DE4122033A1 - PRESERVATIVE-FREE WATER-IN-OIL EMULSIONS - Google Patents

Abstract

The invention concerns water-in-oil emulsions containing 10-40 % by wt. of one or more water-insoluble oils and 2-10 % by wt. of one or more water/oil-emulsifying agents. Even in the absence of preservatives, such emulsions can be conserved against microbial decay if they contain 15-30 % by wt. of one or more polyols with 2 to 12 C-atoms, 2 to 8 OH-groups and up to two aldehyde or ketone groups.

Description

The invention relates to preservative-free water-in-oil emulsions, henceforth referred to as W / O emulsions, containing one or more water insoluble oil bodies, one or more W / O emulsifiers and one or several polyols with 2 to 12 carbon atoms, 2 to 8 OH groups and up to 2 Aldehyde or ketone groups.

Cosmetic and pharmaceutical W / O emulsions must be approved by adding them protected preservatives against microbial spoilage in order to the consumer from health damage, e.g. B. by microbial To to preserve xine.
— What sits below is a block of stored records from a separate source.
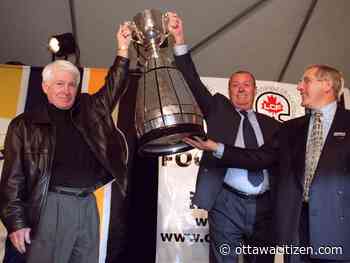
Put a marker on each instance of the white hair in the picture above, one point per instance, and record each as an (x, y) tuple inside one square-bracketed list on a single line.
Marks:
[(60, 65)]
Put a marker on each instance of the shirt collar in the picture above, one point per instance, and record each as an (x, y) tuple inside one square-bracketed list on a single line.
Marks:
[(328, 110)]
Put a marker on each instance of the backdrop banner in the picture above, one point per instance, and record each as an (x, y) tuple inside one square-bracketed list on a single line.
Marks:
[(21, 91)]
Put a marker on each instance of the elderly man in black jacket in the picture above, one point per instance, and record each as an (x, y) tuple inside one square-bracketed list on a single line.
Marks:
[(238, 201), (56, 156)]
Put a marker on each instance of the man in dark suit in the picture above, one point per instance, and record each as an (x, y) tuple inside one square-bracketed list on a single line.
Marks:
[(237, 200), (312, 197)]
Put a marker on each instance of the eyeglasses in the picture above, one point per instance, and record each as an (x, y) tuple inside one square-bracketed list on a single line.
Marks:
[(307, 80)]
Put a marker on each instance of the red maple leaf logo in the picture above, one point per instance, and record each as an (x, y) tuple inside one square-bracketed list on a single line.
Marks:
[(272, 105)]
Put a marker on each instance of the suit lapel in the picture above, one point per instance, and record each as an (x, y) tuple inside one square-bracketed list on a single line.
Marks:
[(301, 132), (329, 144), (236, 119)]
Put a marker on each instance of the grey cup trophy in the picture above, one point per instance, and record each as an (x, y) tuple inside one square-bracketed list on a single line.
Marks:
[(166, 111)]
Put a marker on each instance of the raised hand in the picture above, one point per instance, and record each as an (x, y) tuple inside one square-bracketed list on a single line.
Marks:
[(123, 39), (19, 238), (175, 28)]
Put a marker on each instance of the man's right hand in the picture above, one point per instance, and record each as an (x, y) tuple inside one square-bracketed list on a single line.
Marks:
[(175, 28), (19, 238)]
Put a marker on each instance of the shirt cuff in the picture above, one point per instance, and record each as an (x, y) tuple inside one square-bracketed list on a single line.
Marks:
[(180, 50), (220, 151)]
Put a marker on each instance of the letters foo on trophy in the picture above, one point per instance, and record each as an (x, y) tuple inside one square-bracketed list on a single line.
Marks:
[(166, 110)]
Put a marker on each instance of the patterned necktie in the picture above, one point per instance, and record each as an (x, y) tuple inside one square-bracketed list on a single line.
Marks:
[(250, 141), (313, 152)]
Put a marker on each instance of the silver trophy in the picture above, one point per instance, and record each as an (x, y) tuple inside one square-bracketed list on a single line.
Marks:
[(166, 111)]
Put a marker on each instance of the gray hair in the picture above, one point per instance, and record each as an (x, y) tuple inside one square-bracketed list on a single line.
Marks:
[(60, 65)]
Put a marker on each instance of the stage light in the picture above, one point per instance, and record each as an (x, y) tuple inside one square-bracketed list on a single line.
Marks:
[(63, 45)]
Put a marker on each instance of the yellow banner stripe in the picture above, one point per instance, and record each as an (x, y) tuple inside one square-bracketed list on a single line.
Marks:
[(97, 79), (10, 83)]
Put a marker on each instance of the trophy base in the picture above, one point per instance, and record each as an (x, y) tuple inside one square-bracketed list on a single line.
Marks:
[(166, 141)]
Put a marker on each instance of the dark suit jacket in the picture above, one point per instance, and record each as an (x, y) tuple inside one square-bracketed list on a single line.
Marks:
[(329, 204), (222, 126)]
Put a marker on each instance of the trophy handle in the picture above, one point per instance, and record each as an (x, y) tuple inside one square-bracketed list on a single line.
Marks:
[(165, 21)]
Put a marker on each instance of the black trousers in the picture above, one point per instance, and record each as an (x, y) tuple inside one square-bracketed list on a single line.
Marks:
[(236, 223)]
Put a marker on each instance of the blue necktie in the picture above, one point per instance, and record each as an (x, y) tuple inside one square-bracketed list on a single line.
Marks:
[(250, 141)]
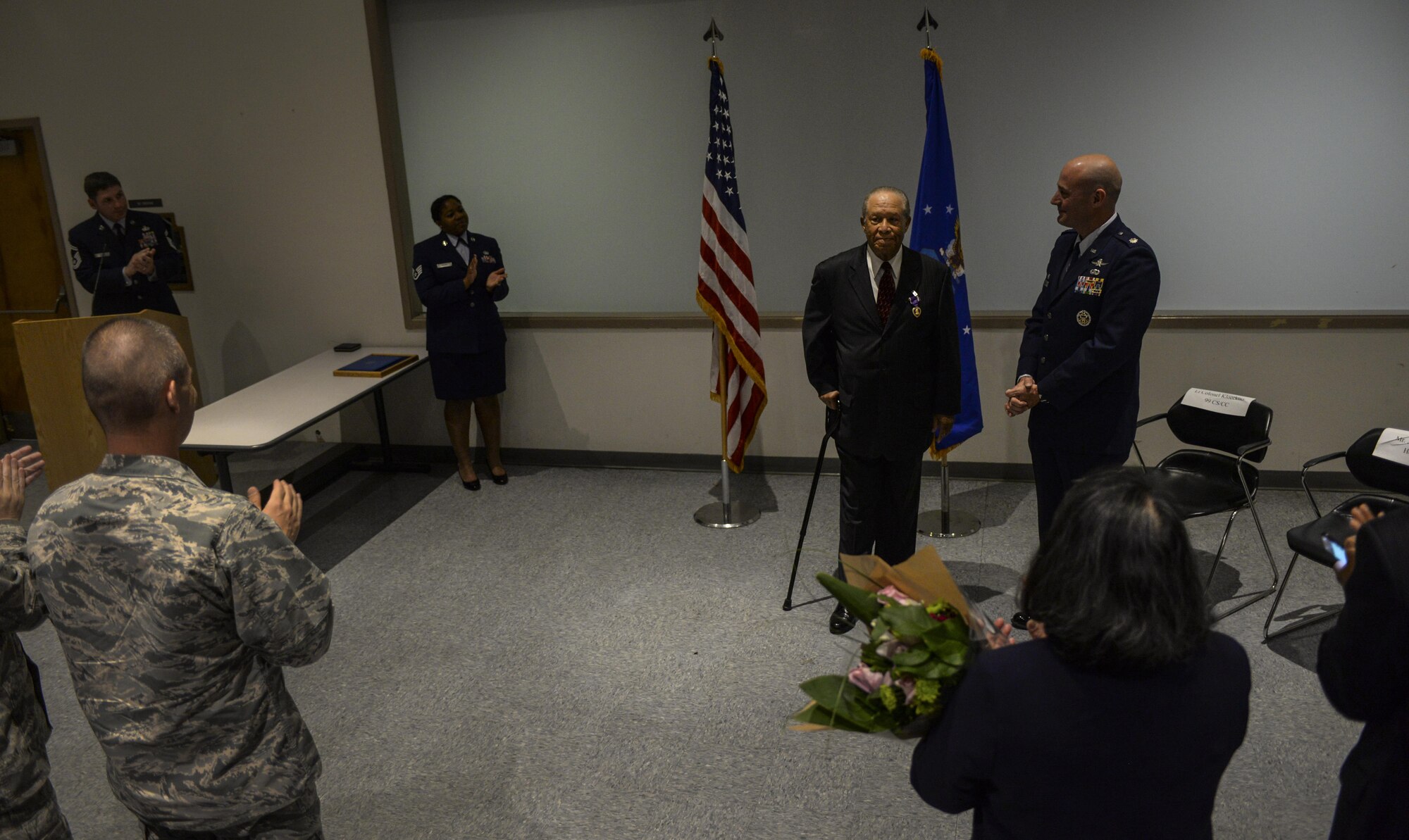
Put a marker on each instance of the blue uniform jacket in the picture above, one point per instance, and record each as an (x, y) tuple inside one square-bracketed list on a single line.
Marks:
[(897, 377), (99, 257), (459, 319), (1083, 341)]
Preservatives are however dermatological Findings cause many skin conditions, so need for conser free of agent-free W / O emulsions. These should go beyond that be easy to distribute, absorb well into the skin and do not stick.

The preservative-free W / O emulsions on the market are only partial solutions. For example, according to K.H. Wallhäusser (antimicrobial Conservation in theory and practice; Concept Symposium, Frankfurt 1988). with today's homogenizers, such water in oil emulsify that the incorporated water droplets are about the size of bacteria. Only then does a bacterium have a certain excess chance of life if it is in the immediate vicinity of a water droplet and from there water as well as nutrients and air dissolved in it can take. If the supply is exhausted, there is usually a drop die of the bacterium, taking it out by releasing water to the environment dries. Such systems are germ-free, but not microbiological resilient, d. H. the risk of contamination when the emulsion is removed is given.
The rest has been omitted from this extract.